After we’d had a last look around the grounds of the Argory, we drove over to another National Trust property, Springhill, which was about 30 minutes drive away in the direction of our hotel. It’s another example of the type of dwelling owned by the gentry rather than the nobility.

The house was built by William ‘Good-Will’ Conyngham as part of his marriage contract to Anne Upton in 1680 to ‘erect a convenient dwelling house of lime and stone, two stories high, with necessary office houses, gardens and orchards’.

The Conynghams were another family of Protestant settlers and it’s likely that the first house on the site would have been fortified (we saw a number of this type of dwelling later in the week) as the natives they displaced didn’t always take too kindly to their land being occupied. The family had a habit of naming their sons William (a good Protestant name!) so nicknames are used to differentiate between them.

Springhill was given as a gift to the National Trust in 1957 by Captain William Lenox-Conyngham shortly before his death. Neither he nor his brother had any children to whom they could leave the estate.

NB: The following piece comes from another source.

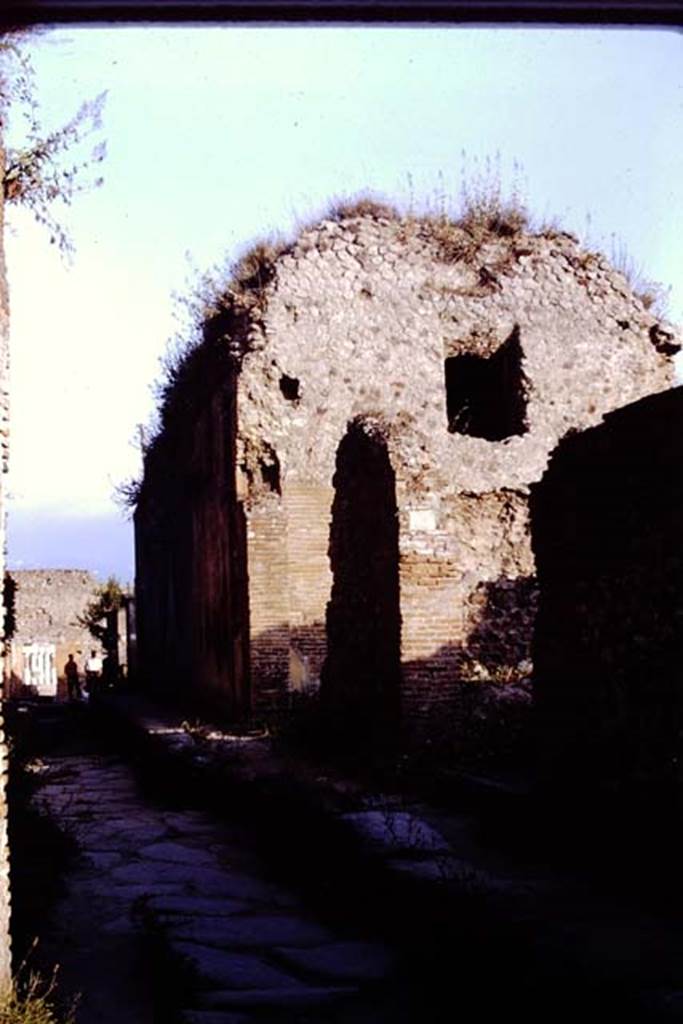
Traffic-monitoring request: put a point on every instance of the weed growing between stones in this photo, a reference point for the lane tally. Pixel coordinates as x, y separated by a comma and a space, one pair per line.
34, 1000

The house is rather different than the neo-Classical Argory, being of a more vernacular Ulster farmhouse style. The original part of the house is two storeys high, with seven bays and a steeply pitched roof. The two single storey flanking wings were a later addition. In front of the building are two projecting single story buildings with Dutch style gables. Apparently this was quite fashionable in Ulster during the 17th Century– no doubt influenced by King Billy.

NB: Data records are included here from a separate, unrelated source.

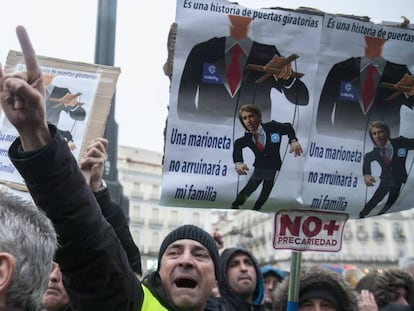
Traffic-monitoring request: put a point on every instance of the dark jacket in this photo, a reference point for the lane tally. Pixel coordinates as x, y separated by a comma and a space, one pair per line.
116, 217
270, 157
94, 265
396, 170
231, 299
215, 104
315, 275
341, 95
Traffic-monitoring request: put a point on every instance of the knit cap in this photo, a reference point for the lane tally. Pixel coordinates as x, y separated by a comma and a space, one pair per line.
194, 233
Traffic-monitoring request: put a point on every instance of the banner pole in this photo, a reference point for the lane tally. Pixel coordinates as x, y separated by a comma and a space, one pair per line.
293, 293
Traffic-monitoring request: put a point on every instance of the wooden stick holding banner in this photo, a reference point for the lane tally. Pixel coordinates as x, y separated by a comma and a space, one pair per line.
293, 293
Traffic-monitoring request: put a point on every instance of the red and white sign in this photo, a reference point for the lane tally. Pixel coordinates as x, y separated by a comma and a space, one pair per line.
304, 230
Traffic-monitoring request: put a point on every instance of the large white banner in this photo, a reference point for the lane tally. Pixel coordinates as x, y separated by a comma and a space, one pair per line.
325, 102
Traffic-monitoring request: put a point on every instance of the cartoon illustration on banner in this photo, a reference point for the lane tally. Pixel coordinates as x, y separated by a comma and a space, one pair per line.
328, 78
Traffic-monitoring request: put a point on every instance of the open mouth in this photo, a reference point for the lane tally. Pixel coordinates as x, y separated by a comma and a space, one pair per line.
185, 283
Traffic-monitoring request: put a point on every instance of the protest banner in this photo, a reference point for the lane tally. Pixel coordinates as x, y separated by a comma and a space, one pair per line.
78, 100
321, 99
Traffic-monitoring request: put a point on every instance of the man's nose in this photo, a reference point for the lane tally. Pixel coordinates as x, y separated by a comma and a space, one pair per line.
186, 258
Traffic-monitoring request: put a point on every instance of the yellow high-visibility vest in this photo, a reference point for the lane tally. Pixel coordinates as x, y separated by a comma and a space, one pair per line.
151, 303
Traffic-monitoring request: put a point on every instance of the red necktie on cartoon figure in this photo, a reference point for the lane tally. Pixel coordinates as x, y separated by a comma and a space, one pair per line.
259, 146
368, 87
233, 71
385, 158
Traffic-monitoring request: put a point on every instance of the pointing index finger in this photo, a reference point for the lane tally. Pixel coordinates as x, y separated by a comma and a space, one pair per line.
29, 54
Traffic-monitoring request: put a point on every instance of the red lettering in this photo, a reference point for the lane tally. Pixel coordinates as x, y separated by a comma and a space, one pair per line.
286, 223
307, 226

This is the back of the house. Less symmetrical mainly due to later additions.


The visit to the house is by hourly guided tour. Once again the guide was very knowledgeable and informative with some entertaining anecdotes and stories about the house and the family. I snapped a few pictures inside

This is the library (the wall of books rather gives that away, of course!)


The gun room. Given the nature of the times the owners would have needed the means to defend themselves


Note the very long barrelled gun stood up on the left of the chimney breast. The NT Website tells us

Springhill’s Long Gun was presented to Alderman James Lenox, after the Siege of Derry in 1689. He was onboard the ship Mountjoy that broke the boom and ended the siege. As well as being a close friend of “Good Will” Conyngham, the first gentleman of the house, his great-grandson George Lenox-Conyngham inherited the house through his mother Ann Conyngham, and was the gentleman who brought the two families together in his surname.

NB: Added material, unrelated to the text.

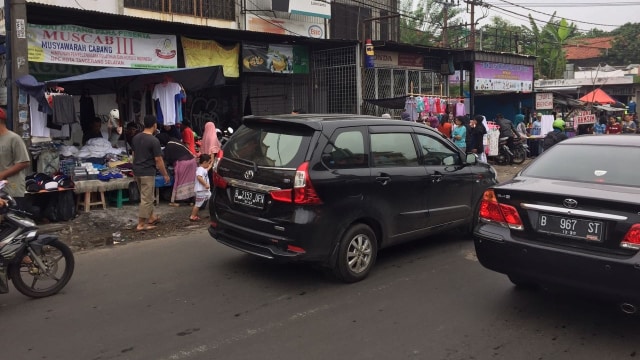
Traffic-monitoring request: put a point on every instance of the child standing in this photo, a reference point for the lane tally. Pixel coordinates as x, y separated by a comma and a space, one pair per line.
202, 185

The house is situated in ample grounds with pleasant walled gardens



There’s also a Costume Collection displayed in the old laundry building.

Unfortunately time was pressing after our guided tour as the site closed at 5 so we only could take a brief walk around the grounds. A pity as the rain had eased off by now.

Despite the rain we’d had a good day. It was interesting to visit two more modest houses (relatively speaking) which gave a picture of the life of prosperous Presbyterian Plantation families in Ulster from the 17th to 20th Centuries


2 thoughts on “Springhill

  1. Loved my visit to Springhill in May last year. I only made a brief mention of it in my post on gate lodges. The Springhill one (which you probably successfully avoided 😉 ) is home to the Well Read Secondhand Bookshop. I’m afraid, unlike you, I succumb every time! On that occasion I did donate as well.

    Hi Mick, is there a reason why I can’t read/like/comment upon the Castle Ward post? The link doesn’t work for me. Thanks, Barbara

    • Like you, I like these smaller, more intimate houses.
      I’ll see if I can sus problem with the other post. Am away so working on my phone so may not be successful.